The difference in mechanical advantage has been bridged by third party
hardware, one of which is called the "travel agent", that uses a two
diameter wheel to change the mechanical advantage to that of common
road brake levers. The device can also be used in a 1:1 ratio to
replace the elbow tube of the V-brake to reduce sliding friction.

Dual Pivot

Greater leverage for the same hand motion requires smaller pad-to-rim
clearance, that the dual pivot brake achieves by using two pivot
points to define a line of action about which its two arms are
constrained to move equally and remain centered. Brake centering was
essential in reducing the pad-to-rim clearance needed for a mechanical
advantages of about 5.6:1.

Higher leverage also required compromise. The offset arm (the short
one) sweeps its pad upward into the tire so that this pad must be
adjusted as it wears. The brake cannot track a crooked wheel with,
for instance, a broken spoke, and because it has a high ratio, it does
not work at all when the quick release is accidentally left open. And
finally, it runs out of hand lever travel 40% faster with pad wear
than the former single pivot brake. Its low pad clearance and narrow
flange spacing of current wheels make the brake drag when climbing
hills standing, so that racers often ride with the rear quick release
open.

Part of the light feel of the dual pivot brake arises from the lower
(reverse) ratio of the caliper, whose springs now no longer exert as
strong a return force on the cable and hand lever. Because this force
is lower, a return spring has been added to the hand lever, lowering
cable return force, that coincidentally reduces cable drag during free
motion of the brake (before making contact with the rim).
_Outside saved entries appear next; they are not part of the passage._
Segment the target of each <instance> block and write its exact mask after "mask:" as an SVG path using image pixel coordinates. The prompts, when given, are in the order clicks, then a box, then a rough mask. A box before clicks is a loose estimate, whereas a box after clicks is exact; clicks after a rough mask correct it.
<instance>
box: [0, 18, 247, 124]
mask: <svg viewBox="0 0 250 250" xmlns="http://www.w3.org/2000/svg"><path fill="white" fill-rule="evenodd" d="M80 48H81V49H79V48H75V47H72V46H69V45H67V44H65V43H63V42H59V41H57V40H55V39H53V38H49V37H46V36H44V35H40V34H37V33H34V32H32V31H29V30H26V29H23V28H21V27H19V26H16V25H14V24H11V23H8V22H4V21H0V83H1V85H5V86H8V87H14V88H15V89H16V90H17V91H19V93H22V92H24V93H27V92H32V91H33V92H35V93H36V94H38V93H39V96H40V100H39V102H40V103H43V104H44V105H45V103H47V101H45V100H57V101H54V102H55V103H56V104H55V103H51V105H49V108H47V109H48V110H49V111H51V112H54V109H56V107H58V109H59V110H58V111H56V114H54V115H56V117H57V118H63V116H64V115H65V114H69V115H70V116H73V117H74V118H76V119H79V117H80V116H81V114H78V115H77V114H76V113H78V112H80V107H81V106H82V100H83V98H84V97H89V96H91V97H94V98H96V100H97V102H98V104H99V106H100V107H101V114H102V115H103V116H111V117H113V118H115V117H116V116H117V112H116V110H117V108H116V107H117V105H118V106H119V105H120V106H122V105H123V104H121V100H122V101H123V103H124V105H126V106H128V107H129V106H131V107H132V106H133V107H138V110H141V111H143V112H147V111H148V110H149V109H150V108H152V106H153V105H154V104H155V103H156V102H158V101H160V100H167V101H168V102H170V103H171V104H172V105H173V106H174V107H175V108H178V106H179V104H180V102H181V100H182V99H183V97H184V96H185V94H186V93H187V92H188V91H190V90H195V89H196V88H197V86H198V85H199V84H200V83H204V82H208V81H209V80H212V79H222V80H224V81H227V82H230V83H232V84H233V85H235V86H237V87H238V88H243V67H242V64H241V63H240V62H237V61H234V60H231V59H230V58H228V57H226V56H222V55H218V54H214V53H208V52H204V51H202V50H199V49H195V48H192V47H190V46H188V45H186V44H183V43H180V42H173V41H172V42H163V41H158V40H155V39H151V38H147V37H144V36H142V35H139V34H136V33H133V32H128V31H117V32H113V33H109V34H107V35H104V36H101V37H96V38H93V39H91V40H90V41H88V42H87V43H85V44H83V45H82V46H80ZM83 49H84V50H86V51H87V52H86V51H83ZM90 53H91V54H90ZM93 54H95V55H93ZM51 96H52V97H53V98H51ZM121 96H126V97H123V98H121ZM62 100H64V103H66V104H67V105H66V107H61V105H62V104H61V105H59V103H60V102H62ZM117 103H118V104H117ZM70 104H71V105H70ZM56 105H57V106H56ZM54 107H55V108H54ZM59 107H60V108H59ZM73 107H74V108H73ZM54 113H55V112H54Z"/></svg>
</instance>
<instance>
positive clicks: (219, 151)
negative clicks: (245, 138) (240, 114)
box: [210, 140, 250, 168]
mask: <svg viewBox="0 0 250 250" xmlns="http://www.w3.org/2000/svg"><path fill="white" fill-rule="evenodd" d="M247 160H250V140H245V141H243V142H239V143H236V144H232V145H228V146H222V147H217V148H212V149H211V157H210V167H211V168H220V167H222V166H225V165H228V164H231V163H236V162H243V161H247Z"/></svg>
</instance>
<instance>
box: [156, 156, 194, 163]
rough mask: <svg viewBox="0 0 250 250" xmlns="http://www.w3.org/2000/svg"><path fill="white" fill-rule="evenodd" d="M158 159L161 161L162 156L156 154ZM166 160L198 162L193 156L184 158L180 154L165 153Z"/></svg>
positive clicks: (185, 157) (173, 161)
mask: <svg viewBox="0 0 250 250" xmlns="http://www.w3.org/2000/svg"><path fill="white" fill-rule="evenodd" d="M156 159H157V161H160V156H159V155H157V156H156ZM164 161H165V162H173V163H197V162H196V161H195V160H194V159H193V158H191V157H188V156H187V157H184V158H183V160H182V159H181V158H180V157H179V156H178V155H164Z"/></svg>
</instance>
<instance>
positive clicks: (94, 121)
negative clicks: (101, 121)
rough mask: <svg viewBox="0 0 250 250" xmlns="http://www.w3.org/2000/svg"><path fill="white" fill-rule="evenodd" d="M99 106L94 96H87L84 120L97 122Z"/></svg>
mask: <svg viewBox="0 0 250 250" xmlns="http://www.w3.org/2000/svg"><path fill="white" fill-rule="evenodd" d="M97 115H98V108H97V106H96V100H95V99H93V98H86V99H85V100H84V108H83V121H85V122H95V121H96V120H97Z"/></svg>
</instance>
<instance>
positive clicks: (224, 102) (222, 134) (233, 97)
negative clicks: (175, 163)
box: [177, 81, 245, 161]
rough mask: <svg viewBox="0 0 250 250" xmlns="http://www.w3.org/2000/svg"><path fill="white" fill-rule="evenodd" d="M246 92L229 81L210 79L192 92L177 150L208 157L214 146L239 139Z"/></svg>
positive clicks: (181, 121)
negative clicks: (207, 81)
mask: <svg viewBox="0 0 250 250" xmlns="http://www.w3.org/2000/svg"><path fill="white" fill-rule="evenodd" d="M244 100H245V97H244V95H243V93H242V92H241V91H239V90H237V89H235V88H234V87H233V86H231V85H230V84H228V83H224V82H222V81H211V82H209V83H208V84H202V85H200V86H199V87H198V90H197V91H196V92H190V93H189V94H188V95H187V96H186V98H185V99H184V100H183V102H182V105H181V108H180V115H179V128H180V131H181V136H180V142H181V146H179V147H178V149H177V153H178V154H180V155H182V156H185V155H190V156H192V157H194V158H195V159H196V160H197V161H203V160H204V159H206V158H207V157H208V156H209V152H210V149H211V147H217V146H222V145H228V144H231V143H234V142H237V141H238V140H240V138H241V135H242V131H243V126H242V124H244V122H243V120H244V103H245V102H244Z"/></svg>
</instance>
This makes
the brake FEEL even more forceful than it is because it has such a
light action in neutral.

Delta (Campagnolo)

For lack of power brakes that motor vehicles have, brakes with
variable ratios have been designed for bicycles, one of which was a
major blunder for Campagnolo. Campagnolo introduced the Delta brake
(aka Modolo Kronos), whose mechanism is an equilateral parallelogram
in which a cable draws two opposite corners of a "diamond" together,
such that the other two corners expand. The motion can be visualized
by placing the tips of the thumbs and forefingers together to form a
diamond. Moving the tips of the diamond together at a constant rate
demonstrates the progressive nature of the mechanism and the resulting
braking action, the brake pads being connected by links to the
knuckles as it were.

The motion is a tangent function that goes from zero to infinity. An
example of this is the motion of the top of a ladder, leaning steeply
against a wall, as the foot of the ladder moves away from the wall at
a constant rate. At first the the top of the ladder moves
imperceptibly, gradually accelerating until, near the bottom, its
speed approaches infinity. Although the Delta does not use the
extremes of this range, it has this characteristic in contrast to a
sidepull brake that has a constant 1:1 ratio throughout its range.
Besides its adverse response curve, its pads moved in an upward arc
toward the tire similar to a centerpull, which it essentially is.

Hydraulic

Hydraulic brakes have their own problems of complexity and reliability
that keep them in an almost invisible presence in general bicycling.
Their advocates insist that they are superior in all respects in spite
of their lack of acceptance by the bicycling public at large.